Lately I have been rereading Erich Auerbach’s Mimesis, a book my daughter gave me several years ago. Its subject, the representation of reality in western literature from Homer to the twentieth century, is treated in a manner both sweeping and detailed, and although the book was written decades ago I find a breathtaking freshness in it. The copy I have is a fiftieth-anniversary edition, with an introduction by Edward Said, put out by Princeton University Press in 2003.

In the last chapter Auerbach deals with the stream-of-consciousness novel, as exemplified by Virginia Woolf’s To the Lighthouse. I was reading this in the evening, after spending a good part of the afternoon writing a statement of “my artistic process” for an upcoming event, and things began to run together in my mind. I might have put the book down and found something else to do, but instead I began to read Auerbach more carefully. What he was saying about the structure of the text under analysis reminded me of what I’d been saying about my furniture, and I wanted to know why.

Auerbach analyzes a scene in the book that on the surface is concerned with everyday events over two days in the life of an English family, at their summer house on one of the Hebrides islands. These events seem unimportant in themselves, but they provide a framework for an array of stream-of-consciousness-style excursions that relate to the characters, conveying sometimes the characters’ own thoughts, sometimes the thoughts of unnamed others. These excursions go against narrative expectations and have the effect of transcending the framework, and the picture of the family that emerges is both vivid and complex.

I was inspired to get a copy of To the Lighthouse, and once I got used to the abrupt changes in point of view I found it quite readable; in fact, the way the author wove the various excursions into the narrative framework seemed more and more beautiful as I went along. And it did make me think of my furniture. My work is based on some sort of geometric framework, but there are unexpected departures from it, relating to the character of the wood or to a different geometric idea; and the interplay between these various elements tells the story.

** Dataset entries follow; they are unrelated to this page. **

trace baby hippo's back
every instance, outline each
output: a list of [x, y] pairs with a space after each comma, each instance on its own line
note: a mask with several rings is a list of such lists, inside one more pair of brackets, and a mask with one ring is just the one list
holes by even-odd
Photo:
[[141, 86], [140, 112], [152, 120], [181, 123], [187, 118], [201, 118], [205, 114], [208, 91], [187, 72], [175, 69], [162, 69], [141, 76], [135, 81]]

That’s what I was trying to write down in my artist’s statement. Perhaps this is not everyone’s conception of publicity information. However, the format I was following, at the request of the event organizers, asked me to describe my artistic process without even limiting the number of words. That’s like pouring gasoline on a fire, isn’t it?

2 Comments

  1. Rebecca Lawton

    Wonderful post! I’d love to read the artist’s statement that came out of this process. Is it the \”contrasts\” text from your \”About Me\” paragraphs–or something new?